**Large-Scale Quantum Phenomena, & the Decoherence Enigma (PHAS Colloquium)** - Philip Stamp

We are all accustomed to macroscopic quantum phenomena in superfluids and superconductors- things like superflow, the Meissner and Hess-Fairbank effects, the Josephson effects, etc.- or macroscopic quantum tunneling and coherence in SQUIDs. They have also been discussed in theories of the early universe. But can one envisage large-scale quantum phenomena in any other system - or are these just special cases? This down-to-earth question touches upon deep issues – the nature of quantum mechanics, how quantum superpositions are suppressed during measurements, the transition from quantum to classical physics, etc., If the answer is yes, the way is open to large-scale entanglement, and the practical development of quantum information processing systems (and much else besides!).

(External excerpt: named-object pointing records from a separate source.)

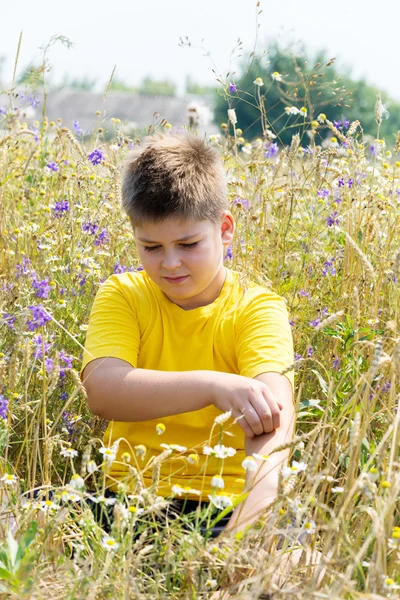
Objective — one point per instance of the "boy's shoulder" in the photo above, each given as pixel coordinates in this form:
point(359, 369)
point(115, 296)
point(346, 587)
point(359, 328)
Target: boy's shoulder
point(241, 291)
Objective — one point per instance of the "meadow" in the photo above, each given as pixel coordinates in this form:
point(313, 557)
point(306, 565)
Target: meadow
point(319, 223)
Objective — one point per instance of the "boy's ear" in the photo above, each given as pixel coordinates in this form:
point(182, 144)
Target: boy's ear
point(228, 227)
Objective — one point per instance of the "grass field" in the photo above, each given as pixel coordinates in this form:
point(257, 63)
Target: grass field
point(319, 224)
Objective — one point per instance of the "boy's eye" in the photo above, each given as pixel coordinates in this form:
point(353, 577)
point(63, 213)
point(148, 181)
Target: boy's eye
point(150, 248)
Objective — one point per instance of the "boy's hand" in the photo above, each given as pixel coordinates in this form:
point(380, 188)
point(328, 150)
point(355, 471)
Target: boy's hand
point(248, 398)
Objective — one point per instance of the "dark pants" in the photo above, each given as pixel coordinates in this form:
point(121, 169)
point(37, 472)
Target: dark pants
point(103, 513)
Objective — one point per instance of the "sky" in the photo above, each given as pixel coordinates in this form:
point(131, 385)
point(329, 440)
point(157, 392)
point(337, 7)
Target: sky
point(141, 38)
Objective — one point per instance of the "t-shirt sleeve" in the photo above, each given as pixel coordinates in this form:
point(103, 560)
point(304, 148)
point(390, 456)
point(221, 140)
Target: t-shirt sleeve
point(113, 329)
point(264, 340)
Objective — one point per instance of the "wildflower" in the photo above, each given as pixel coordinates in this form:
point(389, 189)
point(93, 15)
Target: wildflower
point(9, 479)
point(210, 584)
point(296, 467)
point(42, 287)
point(109, 543)
point(263, 457)
point(96, 157)
point(102, 499)
point(76, 482)
point(240, 202)
point(220, 451)
point(232, 116)
point(272, 149)
point(176, 447)
point(385, 484)
point(140, 450)
point(70, 494)
point(177, 490)
point(291, 110)
point(247, 148)
point(223, 417)
point(3, 406)
point(193, 459)
point(77, 128)
point(220, 501)
point(102, 237)
point(39, 317)
point(309, 527)
point(217, 482)
point(108, 453)
point(91, 467)
point(47, 505)
point(69, 452)
point(333, 219)
point(90, 227)
point(249, 464)
point(396, 533)
point(60, 208)
point(373, 474)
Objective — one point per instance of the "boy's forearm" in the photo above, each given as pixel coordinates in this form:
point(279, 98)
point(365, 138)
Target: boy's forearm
point(126, 394)
point(262, 485)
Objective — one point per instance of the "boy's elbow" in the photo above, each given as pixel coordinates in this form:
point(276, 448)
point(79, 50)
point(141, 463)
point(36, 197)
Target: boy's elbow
point(94, 403)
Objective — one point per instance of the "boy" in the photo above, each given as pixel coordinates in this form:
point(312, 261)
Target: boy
point(183, 341)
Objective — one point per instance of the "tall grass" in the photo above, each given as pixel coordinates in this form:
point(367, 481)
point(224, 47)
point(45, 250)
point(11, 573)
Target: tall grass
point(320, 225)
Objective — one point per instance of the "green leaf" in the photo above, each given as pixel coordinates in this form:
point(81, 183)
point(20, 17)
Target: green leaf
point(311, 402)
point(4, 574)
point(12, 548)
point(322, 382)
point(228, 509)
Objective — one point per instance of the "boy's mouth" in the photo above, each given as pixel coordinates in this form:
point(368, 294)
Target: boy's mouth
point(175, 279)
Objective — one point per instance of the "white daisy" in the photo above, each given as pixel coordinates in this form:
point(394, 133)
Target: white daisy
point(220, 501)
point(249, 464)
point(217, 482)
point(109, 454)
point(276, 76)
point(9, 479)
point(109, 543)
point(91, 467)
point(223, 418)
point(211, 583)
point(76, 482)
point(220, 451)
point(69, 452)
point(232, 116)
point(309, 527)
point(291, 110)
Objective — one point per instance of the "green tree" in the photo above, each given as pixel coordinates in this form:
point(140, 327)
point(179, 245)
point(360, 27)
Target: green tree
point(319, 88)
point(117, 85)
point(153, 87)
point(191, 87)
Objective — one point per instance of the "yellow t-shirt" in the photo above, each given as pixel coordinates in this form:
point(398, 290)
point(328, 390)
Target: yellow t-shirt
point(244, 331)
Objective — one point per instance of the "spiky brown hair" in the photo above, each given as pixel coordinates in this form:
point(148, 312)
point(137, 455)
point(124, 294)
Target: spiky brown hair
point(174, 175)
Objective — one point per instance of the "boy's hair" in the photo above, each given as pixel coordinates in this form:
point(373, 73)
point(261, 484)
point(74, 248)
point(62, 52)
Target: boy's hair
point(174, 175)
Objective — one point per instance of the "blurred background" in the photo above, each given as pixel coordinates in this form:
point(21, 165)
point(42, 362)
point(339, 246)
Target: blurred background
point(167, 60)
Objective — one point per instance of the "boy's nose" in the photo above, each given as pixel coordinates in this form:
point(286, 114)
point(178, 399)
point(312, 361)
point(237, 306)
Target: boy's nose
point(171, 262)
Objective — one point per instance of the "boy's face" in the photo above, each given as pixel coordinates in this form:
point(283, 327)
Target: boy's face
point(199, 258)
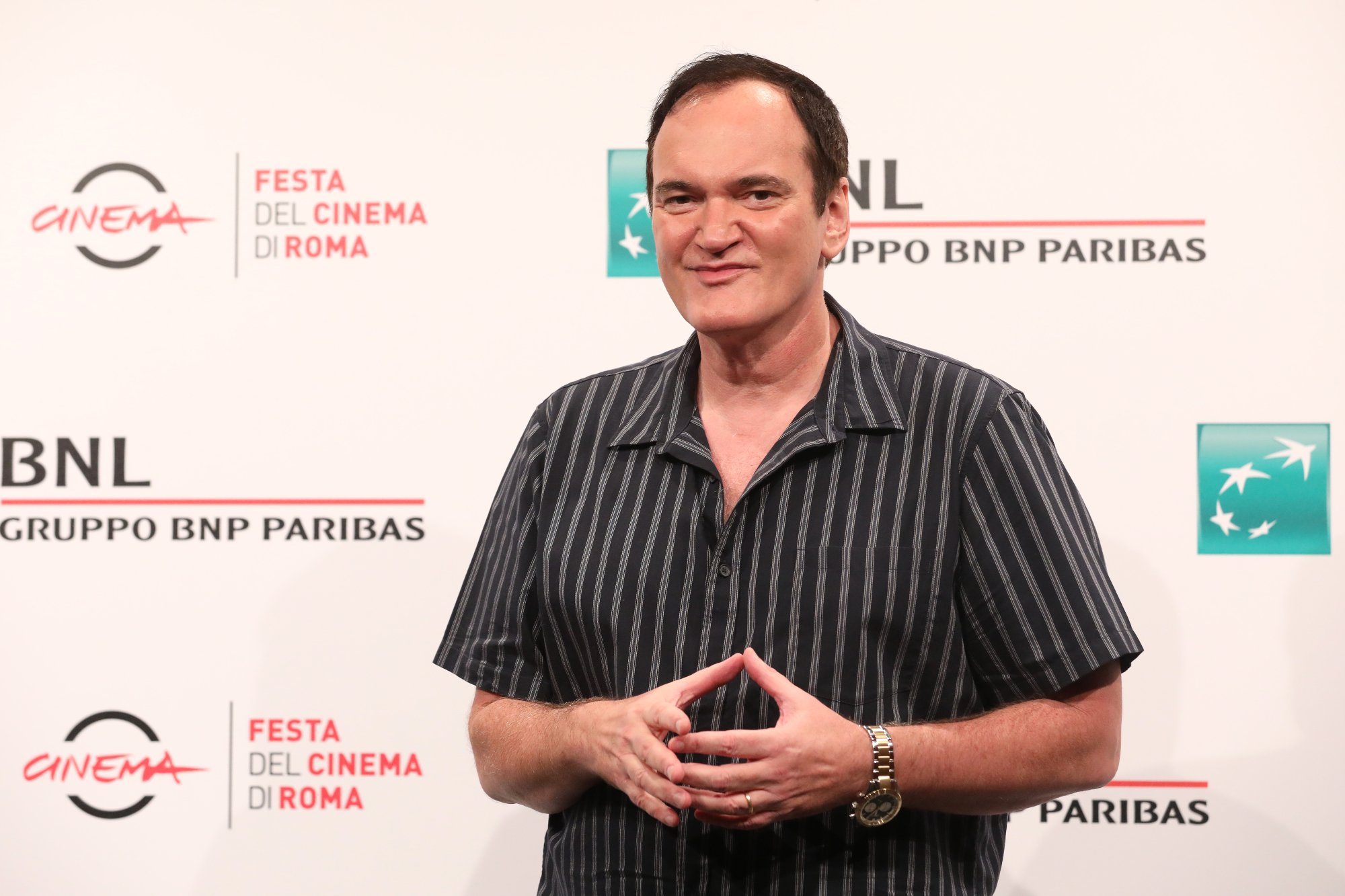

I will describe in simple terms the central issue here – the question of what are physical mechanisms of ‘decoherence’, the process in which phase correlations in the dynamics of a quantum system are suppressed by interaction with the environment. We will find that decoherence in the low-energy dynamics of a quantum system is mostly caused by what is called the ‘spin bath’, which describes everything from nuclear spins to ‘defects’ in solids. Some very pretty experiments which I will describe in magnetic and superconducting systems have confirmed this, and so we now know at least in principle how to suppress most decoherence. This also opens the way to exploration of designs for ‘qubit networks’, which can be made from microscopic spins. On the way to this I will also explain a rather elegant and simple description of decoherence in terms of ‘quantum walks’ of a particle on a graph.